Kosovo: Minority Interests Will Be Protected, UN
Top UN envoy to Kosovo says minority interests will be protected after polls
Voicing regret that many Kosovo Serbs did not participate in general elections at the weekend, the top United Nations envoy to the province today called for talks to ensure that the Serbs and other minority communities are adequately represented in any public institutions.
The Secretary-General's Special Representative Joachim Rücker said in a media statement issued in Pristina that although "it is unfortunate that Kosovo Serbs did not vote in large numbers," the focus now must be on finding a way forward for the UN-administered province.
Municipal, assembly and mayoral elections in Kosovo took place on Saturday and Mr. Rücker stressed that the present municipal assemblies will remain in place until the results of the ballot are certified.
"During the interim, there is time for discussions to find a solution so that the Kosovo Serbian community's interests will be properly protected," he said.

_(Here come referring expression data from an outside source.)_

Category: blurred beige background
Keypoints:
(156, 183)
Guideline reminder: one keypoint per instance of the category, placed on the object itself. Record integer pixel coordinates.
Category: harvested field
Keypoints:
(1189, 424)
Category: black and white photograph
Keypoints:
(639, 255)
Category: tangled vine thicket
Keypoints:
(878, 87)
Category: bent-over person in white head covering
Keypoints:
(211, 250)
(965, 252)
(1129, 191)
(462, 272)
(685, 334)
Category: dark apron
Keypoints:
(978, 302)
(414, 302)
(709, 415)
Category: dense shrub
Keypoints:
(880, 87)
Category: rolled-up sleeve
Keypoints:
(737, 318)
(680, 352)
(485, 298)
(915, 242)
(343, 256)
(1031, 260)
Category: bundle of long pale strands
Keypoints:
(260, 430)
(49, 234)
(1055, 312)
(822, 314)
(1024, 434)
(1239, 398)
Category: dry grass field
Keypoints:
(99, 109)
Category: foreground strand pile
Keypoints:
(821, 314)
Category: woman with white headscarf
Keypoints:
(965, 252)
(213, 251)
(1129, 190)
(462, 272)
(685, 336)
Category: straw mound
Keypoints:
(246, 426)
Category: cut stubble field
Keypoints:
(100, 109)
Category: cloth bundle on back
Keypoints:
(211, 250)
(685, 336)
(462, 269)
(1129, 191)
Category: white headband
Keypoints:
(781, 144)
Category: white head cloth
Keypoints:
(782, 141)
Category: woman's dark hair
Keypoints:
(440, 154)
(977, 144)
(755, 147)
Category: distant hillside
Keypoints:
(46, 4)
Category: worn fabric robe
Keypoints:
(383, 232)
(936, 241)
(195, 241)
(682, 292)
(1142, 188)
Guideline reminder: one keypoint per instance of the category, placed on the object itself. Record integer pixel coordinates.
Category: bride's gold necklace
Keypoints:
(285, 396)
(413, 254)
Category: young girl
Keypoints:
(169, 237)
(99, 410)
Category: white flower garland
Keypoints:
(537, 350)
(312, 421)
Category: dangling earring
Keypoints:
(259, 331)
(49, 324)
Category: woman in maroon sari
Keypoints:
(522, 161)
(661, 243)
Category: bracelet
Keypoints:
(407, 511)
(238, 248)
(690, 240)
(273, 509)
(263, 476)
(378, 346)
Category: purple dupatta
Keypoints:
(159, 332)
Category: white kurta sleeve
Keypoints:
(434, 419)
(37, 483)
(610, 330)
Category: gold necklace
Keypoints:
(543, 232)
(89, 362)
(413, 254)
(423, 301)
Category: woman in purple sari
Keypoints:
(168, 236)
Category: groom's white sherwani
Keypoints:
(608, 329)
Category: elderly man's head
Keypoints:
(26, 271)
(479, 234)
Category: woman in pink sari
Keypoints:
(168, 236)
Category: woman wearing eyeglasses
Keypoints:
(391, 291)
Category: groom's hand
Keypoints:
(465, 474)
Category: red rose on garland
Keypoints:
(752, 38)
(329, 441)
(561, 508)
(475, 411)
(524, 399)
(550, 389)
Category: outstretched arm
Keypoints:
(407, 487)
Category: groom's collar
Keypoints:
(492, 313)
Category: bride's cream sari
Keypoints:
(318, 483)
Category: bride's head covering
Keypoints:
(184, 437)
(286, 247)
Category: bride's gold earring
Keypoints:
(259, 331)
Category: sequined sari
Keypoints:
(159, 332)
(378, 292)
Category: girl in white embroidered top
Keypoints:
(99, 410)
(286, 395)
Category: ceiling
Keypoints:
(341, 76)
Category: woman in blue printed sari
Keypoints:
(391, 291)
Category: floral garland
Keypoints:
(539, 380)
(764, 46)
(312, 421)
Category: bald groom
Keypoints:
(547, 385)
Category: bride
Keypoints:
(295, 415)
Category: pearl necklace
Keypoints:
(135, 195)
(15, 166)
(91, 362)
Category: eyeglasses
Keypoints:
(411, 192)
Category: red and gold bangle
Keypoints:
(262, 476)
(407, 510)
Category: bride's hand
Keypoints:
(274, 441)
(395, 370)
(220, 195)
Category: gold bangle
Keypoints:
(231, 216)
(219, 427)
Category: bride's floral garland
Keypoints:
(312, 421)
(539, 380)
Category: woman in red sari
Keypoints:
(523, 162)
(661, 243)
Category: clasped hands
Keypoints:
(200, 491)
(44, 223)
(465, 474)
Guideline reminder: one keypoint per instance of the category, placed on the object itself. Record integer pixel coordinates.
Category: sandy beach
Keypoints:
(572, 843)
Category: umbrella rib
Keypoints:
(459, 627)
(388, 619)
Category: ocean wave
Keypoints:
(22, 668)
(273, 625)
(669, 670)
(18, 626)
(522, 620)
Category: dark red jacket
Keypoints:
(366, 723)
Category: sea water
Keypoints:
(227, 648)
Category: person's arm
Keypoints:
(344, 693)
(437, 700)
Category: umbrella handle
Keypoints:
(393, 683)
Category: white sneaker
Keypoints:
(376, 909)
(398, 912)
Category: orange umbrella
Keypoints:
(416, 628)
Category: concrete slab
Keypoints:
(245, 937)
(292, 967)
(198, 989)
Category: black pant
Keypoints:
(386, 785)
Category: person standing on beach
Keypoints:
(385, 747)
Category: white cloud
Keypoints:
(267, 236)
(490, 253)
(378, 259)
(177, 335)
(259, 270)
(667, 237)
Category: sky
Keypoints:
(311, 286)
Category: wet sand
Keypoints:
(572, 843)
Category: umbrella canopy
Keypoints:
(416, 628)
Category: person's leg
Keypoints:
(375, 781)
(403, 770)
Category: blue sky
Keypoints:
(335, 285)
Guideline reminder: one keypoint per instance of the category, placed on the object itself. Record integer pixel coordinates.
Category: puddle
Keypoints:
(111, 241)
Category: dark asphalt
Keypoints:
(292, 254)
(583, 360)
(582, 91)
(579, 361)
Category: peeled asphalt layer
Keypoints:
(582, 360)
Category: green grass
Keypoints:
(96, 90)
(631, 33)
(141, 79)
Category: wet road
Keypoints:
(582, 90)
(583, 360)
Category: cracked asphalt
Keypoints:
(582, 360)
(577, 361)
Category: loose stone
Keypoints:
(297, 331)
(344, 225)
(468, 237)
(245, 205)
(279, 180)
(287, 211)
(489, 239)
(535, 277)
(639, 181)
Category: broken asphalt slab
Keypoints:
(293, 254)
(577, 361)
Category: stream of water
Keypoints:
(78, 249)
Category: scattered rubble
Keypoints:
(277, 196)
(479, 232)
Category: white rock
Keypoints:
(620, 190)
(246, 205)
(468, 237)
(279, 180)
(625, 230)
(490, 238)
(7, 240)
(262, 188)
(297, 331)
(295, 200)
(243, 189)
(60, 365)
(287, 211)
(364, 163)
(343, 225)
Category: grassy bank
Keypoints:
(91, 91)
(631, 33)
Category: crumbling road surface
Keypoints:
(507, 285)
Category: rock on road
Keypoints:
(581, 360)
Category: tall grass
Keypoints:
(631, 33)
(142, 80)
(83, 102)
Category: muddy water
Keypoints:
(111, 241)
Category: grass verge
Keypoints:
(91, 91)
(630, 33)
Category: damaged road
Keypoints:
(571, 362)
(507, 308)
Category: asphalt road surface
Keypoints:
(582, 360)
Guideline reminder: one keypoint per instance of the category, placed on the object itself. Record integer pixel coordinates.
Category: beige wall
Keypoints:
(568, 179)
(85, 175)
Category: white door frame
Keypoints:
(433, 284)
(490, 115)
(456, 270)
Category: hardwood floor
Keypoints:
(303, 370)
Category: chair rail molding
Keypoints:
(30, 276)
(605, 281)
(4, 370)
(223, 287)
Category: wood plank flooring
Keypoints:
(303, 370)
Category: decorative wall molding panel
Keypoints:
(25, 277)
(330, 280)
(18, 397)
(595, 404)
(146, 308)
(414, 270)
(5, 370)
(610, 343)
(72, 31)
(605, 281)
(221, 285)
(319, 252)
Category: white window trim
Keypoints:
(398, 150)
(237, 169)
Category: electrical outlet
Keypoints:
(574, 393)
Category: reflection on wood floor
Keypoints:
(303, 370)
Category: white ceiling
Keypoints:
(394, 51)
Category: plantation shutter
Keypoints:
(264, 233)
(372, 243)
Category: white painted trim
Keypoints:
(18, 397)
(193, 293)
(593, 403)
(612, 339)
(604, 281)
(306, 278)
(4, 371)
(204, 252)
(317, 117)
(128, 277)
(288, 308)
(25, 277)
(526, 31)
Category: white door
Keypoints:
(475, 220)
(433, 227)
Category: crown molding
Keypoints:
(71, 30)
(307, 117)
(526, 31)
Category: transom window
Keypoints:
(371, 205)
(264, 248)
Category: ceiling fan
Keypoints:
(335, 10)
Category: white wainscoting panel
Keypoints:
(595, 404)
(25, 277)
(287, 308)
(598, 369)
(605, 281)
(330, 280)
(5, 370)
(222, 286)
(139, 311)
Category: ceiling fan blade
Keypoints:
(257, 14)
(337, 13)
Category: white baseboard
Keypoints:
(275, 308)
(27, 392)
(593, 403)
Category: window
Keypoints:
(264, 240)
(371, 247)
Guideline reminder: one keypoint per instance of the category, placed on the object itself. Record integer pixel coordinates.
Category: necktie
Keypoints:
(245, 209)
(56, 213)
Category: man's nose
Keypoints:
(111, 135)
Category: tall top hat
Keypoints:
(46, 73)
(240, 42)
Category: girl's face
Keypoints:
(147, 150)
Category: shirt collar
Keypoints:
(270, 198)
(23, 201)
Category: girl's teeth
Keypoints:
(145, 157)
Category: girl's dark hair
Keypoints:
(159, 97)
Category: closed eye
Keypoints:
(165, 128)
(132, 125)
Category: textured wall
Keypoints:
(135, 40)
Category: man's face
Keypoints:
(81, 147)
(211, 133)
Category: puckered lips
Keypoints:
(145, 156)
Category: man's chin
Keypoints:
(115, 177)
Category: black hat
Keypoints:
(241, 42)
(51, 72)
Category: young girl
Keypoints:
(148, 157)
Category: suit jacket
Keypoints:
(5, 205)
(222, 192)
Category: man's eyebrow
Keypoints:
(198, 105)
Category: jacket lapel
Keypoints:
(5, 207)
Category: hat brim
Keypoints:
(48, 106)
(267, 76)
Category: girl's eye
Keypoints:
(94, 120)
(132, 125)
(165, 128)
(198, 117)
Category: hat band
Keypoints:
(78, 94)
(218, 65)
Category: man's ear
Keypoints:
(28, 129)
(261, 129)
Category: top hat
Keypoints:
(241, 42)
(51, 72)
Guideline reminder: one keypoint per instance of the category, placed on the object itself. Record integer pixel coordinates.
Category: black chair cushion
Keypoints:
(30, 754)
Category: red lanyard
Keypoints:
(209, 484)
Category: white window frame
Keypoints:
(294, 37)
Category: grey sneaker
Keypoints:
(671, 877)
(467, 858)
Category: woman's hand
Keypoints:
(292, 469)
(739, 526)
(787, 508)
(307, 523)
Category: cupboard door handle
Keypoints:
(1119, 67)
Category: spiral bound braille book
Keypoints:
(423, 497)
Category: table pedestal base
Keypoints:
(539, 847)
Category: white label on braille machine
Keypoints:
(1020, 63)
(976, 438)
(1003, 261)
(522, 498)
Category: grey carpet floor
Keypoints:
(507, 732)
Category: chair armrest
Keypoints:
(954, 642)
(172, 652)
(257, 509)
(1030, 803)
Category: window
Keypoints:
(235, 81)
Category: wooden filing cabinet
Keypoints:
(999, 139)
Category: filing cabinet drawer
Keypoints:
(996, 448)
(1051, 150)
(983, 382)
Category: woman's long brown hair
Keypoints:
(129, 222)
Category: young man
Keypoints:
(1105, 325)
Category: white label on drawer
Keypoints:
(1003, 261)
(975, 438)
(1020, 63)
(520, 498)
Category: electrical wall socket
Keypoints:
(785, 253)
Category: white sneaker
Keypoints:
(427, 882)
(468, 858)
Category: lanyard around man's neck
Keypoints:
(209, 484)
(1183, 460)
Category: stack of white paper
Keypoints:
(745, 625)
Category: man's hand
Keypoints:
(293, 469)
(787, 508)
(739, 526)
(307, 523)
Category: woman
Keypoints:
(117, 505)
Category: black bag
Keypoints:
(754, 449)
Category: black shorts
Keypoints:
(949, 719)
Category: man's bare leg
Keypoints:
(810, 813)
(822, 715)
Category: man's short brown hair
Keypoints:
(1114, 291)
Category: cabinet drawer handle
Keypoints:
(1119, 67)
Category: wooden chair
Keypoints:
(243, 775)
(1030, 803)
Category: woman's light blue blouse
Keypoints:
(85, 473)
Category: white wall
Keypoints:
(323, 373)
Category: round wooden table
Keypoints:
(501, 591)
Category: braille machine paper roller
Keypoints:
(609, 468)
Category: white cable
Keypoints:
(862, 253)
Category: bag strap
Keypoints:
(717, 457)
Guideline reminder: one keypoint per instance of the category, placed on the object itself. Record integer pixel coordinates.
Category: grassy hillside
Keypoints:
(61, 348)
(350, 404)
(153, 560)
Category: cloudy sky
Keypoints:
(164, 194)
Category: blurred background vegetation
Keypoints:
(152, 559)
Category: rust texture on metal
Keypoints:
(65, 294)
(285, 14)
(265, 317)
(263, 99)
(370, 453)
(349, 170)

Today Mr. Rücker met with representatives of Štrpce/Shtërpcë, an undivided, multi-ethnic municipality in the south of the province, and both the ethnic Albanian and Serbian members of the municipal assembly there promised to work together and continue their dialogue.
Earlier this year Belgrade and Pristina held direct negotiations on the future status of Kosovo, where ethnic Albanians outnumber Serbs and other minorities by about nine to one. This followed a report from the UN Special Envoy Martti Ahtisaari in which he proposed a phased process of independence for Kosovo.
The UN Interim Administration in Kosovo (UNMIK), which Mr. Rücker heads, has administered Kosovo since 1999, when Western forces drove Yugoslav troops out of the province amid inter-ethnic fighting.